Context and Motivation
Consider a Banach space $X$ and a linear bounded operator $T \in \mathcal{L}(X)$. We have established that for each non-negative integer $k$, there exists a constant $C_k$ dependent solely on $k$, such that:
$$ \|T^n\| \leq \frac{C_k}{n^{k}}, \quad \forall n \in \mathbb{N}_0. $$
Question
Is it possible to conclude that the norms of the operator's powers exhibit exponential decay? In other words, do there exist constants $M > 0$ and $\omega > 0$ such that:
$$ \|T^n\| \leq M e^{-\omega n}, \quad \forall n \in \mathbb{N}_0? $$
My Approach
I have attempted to follow a proof similar to the one utilized when demonstrating the exponential bound of a $C_0$-semigroup. My approach is as follows:
For any given $k \geq 1$, let's find an $N$ such that $\frac{C_k}{N^k} < 1$. Now, we can express any power greater than $N$ as $n = sN + m$, where $s\in \mathbb{N}$ and $m \in \{0,1,2, \dots , N-1\}$. Consequently, we obtain:
$$ \|T^n\| \leq \|T^N\|^s \|T^m\| \leq M e^{s \log \left( \frac{C_k}{N^k} \right)} = M e^{-\omega s}, $$
where $\omega = -\log \left( \frac{C_k}{N^k} \right) > 0$. However, I encounter difficulty in recovering the original value of $n$ from this point onwards.
Side Note
I have reviewed the discussion in What Lies Between Polynomial Decay of Any Order and Exponential Decay. It's worth noting that their example of $k^{\log k}$ involves a function that is not linear, so I believe it may not directly apply to my specific question.

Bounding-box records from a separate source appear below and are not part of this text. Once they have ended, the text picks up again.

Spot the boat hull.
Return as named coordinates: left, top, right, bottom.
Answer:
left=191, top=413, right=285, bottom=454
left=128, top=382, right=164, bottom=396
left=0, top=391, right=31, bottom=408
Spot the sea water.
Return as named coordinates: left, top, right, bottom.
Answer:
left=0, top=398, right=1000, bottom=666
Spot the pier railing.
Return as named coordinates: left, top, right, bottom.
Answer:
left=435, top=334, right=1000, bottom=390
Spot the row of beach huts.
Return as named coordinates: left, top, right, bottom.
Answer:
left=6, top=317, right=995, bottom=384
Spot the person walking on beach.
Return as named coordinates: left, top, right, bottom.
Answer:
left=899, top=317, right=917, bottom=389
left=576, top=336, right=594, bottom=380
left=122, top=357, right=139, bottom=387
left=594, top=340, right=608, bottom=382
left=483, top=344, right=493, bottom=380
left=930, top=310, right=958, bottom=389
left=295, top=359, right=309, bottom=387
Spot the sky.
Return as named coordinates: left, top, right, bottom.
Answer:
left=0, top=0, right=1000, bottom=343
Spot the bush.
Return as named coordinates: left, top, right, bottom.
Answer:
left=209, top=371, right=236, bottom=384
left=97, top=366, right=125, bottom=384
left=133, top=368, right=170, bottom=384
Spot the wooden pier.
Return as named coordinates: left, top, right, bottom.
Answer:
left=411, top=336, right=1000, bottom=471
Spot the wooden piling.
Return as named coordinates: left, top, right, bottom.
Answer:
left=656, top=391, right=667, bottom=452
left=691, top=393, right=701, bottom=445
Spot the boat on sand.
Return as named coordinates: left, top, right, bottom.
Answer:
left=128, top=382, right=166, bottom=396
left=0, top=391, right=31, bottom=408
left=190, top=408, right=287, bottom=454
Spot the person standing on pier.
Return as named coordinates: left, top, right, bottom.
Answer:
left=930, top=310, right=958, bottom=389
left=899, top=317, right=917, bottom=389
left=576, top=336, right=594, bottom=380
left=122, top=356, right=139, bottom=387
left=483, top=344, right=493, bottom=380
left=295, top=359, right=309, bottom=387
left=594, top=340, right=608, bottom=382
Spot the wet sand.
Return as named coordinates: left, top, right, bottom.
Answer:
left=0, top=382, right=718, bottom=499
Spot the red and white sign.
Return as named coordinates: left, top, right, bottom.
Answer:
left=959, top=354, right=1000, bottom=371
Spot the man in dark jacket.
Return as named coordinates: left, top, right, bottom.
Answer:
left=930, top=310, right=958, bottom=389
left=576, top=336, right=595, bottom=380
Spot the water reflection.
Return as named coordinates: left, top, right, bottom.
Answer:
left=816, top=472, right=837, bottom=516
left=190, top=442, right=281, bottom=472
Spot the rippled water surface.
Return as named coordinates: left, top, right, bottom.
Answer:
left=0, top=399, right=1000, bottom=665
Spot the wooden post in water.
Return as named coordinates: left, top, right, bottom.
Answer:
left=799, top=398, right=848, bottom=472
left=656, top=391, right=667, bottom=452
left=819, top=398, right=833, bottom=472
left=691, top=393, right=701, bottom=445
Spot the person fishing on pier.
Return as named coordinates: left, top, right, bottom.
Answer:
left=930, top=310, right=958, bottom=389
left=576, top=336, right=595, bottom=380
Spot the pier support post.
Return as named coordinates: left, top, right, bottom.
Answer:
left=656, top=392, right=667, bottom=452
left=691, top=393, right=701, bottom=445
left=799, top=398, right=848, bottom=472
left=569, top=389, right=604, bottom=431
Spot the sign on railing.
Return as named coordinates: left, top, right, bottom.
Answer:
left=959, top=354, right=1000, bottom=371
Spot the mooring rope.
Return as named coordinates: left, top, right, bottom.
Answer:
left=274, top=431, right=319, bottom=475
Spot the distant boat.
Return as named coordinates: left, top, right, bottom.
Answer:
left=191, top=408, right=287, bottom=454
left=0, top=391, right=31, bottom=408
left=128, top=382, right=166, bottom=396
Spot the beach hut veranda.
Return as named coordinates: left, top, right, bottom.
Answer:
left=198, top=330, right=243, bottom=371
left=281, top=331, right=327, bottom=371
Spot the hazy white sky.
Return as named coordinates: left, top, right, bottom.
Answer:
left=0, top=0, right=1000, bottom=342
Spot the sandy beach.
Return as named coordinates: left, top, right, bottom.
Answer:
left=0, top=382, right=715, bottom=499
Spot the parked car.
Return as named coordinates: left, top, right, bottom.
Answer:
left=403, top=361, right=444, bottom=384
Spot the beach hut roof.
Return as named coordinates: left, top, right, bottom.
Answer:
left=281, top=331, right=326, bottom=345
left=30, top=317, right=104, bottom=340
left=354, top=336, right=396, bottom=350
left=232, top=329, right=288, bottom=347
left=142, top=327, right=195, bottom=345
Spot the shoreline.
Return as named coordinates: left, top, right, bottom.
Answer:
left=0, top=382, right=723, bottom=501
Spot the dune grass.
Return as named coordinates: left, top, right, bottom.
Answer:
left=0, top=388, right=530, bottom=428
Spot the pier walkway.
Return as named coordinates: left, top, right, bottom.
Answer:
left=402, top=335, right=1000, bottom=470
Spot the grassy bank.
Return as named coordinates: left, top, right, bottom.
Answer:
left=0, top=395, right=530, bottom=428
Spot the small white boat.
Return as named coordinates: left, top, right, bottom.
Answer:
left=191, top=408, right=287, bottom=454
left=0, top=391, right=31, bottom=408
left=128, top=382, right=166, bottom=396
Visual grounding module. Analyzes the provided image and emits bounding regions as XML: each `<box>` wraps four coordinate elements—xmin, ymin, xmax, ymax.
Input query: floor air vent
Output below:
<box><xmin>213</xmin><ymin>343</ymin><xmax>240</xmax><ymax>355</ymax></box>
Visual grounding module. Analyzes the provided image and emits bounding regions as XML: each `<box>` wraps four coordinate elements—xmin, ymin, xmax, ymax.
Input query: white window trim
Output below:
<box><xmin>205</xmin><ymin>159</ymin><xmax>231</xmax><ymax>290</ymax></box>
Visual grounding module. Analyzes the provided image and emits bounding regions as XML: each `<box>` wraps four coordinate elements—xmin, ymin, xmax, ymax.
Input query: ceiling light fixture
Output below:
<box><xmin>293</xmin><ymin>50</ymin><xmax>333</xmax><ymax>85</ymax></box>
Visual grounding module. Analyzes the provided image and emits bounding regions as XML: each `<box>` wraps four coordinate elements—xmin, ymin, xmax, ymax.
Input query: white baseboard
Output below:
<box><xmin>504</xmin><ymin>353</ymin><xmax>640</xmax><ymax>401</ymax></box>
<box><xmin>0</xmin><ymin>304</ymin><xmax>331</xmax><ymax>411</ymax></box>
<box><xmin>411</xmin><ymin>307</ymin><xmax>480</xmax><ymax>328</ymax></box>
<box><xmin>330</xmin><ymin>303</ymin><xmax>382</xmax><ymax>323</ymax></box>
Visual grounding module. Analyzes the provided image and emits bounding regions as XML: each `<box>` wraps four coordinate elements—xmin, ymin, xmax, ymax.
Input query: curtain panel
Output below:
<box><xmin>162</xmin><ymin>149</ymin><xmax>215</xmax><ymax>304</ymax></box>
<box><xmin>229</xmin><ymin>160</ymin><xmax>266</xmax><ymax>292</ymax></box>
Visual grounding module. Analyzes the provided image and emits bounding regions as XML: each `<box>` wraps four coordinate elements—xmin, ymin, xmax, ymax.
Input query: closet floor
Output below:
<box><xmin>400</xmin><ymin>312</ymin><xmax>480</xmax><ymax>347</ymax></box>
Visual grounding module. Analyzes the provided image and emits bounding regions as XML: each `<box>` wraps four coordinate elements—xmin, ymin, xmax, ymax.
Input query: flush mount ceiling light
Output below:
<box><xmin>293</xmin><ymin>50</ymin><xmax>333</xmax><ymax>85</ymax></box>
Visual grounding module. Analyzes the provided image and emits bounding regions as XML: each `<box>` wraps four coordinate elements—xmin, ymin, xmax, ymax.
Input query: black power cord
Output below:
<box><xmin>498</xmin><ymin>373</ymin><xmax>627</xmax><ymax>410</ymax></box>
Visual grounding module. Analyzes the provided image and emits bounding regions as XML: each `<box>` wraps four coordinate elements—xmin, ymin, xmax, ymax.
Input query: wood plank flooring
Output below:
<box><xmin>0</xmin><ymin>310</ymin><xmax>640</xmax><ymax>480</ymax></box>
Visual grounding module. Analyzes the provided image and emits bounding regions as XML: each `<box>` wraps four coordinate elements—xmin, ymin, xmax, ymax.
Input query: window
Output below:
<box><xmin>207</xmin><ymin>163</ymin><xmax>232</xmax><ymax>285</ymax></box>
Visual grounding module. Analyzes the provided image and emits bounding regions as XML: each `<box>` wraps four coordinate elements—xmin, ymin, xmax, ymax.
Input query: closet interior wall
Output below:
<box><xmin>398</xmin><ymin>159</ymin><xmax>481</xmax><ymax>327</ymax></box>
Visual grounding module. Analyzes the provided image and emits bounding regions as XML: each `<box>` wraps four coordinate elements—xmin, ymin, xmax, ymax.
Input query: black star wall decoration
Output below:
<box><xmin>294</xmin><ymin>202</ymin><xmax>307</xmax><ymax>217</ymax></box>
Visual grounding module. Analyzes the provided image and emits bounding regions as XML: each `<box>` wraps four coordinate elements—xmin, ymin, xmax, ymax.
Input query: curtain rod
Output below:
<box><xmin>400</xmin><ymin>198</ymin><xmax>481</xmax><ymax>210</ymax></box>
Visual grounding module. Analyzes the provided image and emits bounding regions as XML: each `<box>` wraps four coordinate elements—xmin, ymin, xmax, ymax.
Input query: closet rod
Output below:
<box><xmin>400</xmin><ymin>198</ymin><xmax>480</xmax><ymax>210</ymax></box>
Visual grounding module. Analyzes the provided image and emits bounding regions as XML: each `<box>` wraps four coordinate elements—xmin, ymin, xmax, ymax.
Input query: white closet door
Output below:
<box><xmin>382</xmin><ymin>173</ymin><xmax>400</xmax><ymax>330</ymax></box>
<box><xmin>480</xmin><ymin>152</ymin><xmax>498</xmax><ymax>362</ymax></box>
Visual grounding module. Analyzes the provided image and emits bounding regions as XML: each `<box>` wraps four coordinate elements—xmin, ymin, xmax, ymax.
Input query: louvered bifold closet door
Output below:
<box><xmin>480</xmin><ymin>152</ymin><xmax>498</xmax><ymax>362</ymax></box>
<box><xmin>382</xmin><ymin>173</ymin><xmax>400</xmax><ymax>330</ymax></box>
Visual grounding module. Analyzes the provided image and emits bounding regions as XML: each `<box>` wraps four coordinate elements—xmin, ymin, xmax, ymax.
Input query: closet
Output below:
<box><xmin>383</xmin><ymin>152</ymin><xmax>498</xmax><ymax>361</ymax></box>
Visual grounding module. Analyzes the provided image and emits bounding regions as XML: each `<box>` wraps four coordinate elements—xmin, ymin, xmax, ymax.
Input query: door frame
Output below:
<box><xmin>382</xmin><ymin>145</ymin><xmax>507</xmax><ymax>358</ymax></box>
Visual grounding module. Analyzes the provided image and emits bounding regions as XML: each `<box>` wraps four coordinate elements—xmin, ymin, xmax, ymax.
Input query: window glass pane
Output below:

The proof in OP is correct. Another argument could be as follows. For $m>C_1$ we have $\|T^m\|<1.$ Therefore the spectral radius of $T^m$ is less than $1.$ Thus the spectral radius $r_0$ of $T$ is less than $1.$ Let $r=(1+r_0)/2.$ Then $r<1$ and $$r_0=\lim_n\| T^n\|^{1/n}<r$$ We get $$\|T^n\|\le r^n, \quad n\ge n_0$$ for some $n_0.$ This implies the conclusion with $\omega =-\log r$ and $M=\max_{0\le j<n_0}\|T^j\|$